3 Viburnums for Unbeatable Wildlife Support

Every yard needs at least one Viburnum species (if not more).

Native Viburnums bloom in spring with a fantastic display of large white flowers that offer plentiful support to early season pollinators. The prolific flowering gives way to abundant fruits that are highly attractive to birds. Cardinals, Eastern Bluebirds, Robins and Cedar Waxwings are just a few of the birds that will visit Viburnums. In autumn, Viburnum leaves turn a range of colors from gold to burgundy or red to purple.

Throughout the growing season Viburnums can host an array of leopidoptera – butterflies and moths – including the Holly Blue Butterfly (Celastrina argiolus).  Sami cynthia (a large silkmoth), Daraspa choerlius (a sphinx moth), and Hemaris thisbe (the Hummingbird Clearwing moth) are all known to host on Viburnums during their caterpillar phase, and overwinter in the leaf litter.  The presence of these caterpillars is yet another reason the shrubs are popular with birds, as the juicy caterpillars are a preferred food of nesting birds with chicks to feed.

One of the largest Viburnum shrubs Nannyberry (Viburnum lentago) is very adaptable and grows well in a wide range soil conditions. It can be found growing natively in low woods or near stream banks in full to partial sun.

Abundant Nannyberry flowers in May benefit early-season pollinators.

Nannyberry fruit is a preferred food source for migrating birds – and beautiful, too.

The native Highbush Cranberry (Viburnum trilobum) is smaller than Nannyberry, but a remarkable wildlife shrub all the same. Plentiful spring blossoms benefit pollinators, and the fruits of Highbush Cranberry will persist into the winter, adding bright red highlights to a stark landscape. Eventually all will be consumed for critical sustenance, if not by winter birds, then by early spring migrants.

Viburnum trilobum blooms in May – June.

The fruit of Vibrunum trilobum persists into winter and will eventually be eaten, if not by winter birds, then by early spring migrants.

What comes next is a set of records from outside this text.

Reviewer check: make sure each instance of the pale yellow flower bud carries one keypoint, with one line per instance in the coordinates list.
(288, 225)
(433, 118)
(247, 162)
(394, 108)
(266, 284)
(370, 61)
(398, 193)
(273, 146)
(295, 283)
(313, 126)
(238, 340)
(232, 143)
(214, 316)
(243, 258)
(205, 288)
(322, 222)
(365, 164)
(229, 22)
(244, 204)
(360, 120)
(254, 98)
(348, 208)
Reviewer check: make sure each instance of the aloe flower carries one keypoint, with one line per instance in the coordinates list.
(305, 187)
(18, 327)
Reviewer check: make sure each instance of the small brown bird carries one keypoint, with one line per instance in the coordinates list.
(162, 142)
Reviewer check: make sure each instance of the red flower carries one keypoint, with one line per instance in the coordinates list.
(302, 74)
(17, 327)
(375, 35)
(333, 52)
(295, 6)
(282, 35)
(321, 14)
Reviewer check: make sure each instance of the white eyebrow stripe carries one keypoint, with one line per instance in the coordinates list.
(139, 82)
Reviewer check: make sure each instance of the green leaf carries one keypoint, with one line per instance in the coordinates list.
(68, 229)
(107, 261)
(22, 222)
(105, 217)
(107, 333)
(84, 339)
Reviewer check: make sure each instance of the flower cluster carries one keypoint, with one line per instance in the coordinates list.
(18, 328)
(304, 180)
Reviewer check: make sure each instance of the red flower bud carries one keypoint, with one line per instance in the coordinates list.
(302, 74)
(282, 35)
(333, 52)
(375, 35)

Blackhaw (Viburnum prunifolium) is a forest understory shrub that also grows well in full sun. A landscape favorite, this viburnum has all of the wildlife power of the above two species. Somewhat smaller than Nannyberry, it has an especially beautiful form, often with one or more trunks and slender arching branches. It can be pruned to a single trunk form as well.